There are still sectors where import levels have barely changed from the numbers Medvedev announced in 2015. For example, Russian-made radio-electronics products have just a 12 percent share of the domestic market, equipment for producing baby food is at 3 percent and automatic gearboxes are entirely imported.
CMASF chief analyst Dmitry Belousov (brother of Deputy Prime Minister Andrei Belousov) reached a paradoxical conclusion in a report published last week about import substitution: while Russia is attempting to reduce dependence on imports to produce goods that can compete internationally, it finds itself completely dependent on imports. “As a result, during the import substitution program, our technical dependence in our most successful industries has actually increased,” he concluded.
Why the world should care
Russia’s biggest economic problems since the invasion of Ukraine are not connected with Western-imposed restrictions on exports (it’s clear that, at least for the moment, the Kremlin is earning more money from exports than before the start of the war), but result from bans on the high-tech imports without which Russian industry cannot function.
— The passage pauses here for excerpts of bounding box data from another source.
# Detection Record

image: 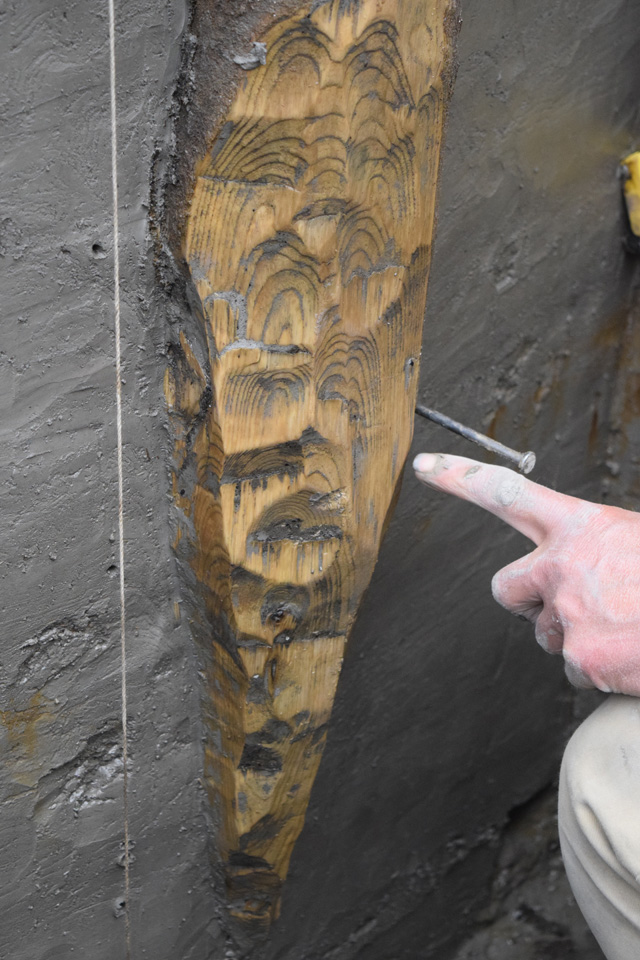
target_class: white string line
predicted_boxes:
[109,0,131,960]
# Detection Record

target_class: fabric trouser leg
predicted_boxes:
[559,695,640,960]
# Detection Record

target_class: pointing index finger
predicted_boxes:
[413,453,581,544]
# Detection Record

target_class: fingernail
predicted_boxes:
[413,453,438,473]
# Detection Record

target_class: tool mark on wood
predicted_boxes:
[166,0,450,931]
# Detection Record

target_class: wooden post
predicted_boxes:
[166,0,458,944]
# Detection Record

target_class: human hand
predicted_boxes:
[413,453,640,697]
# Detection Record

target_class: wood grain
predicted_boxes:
[166,0,450,929]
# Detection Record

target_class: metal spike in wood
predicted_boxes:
[166,0,451,931]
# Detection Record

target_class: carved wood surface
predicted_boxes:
[166,0,456,926]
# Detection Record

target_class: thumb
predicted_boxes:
[413,453,582,544]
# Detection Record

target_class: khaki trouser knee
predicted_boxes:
[559,696,640,960]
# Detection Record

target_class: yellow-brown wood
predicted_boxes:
[166,0,450,926]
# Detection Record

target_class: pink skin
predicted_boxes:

Putin evidently continues to believe in import substitution — so much so that he has even thrown his daughter into the struggle. “We need to be one step ahead, creating our own competitive technologies, goods and services that can set new world standards,” he claimed last month at the St. Petersburg International Economic Forum. But the paradox noted by Dmitry Belousov suggests the opposite: Russia cannot build competitive industries without competition. All that remains is for the country to fall back on outdated ideas of economic autarky — exactly what Putin said he did not want to do a decade and a half ago.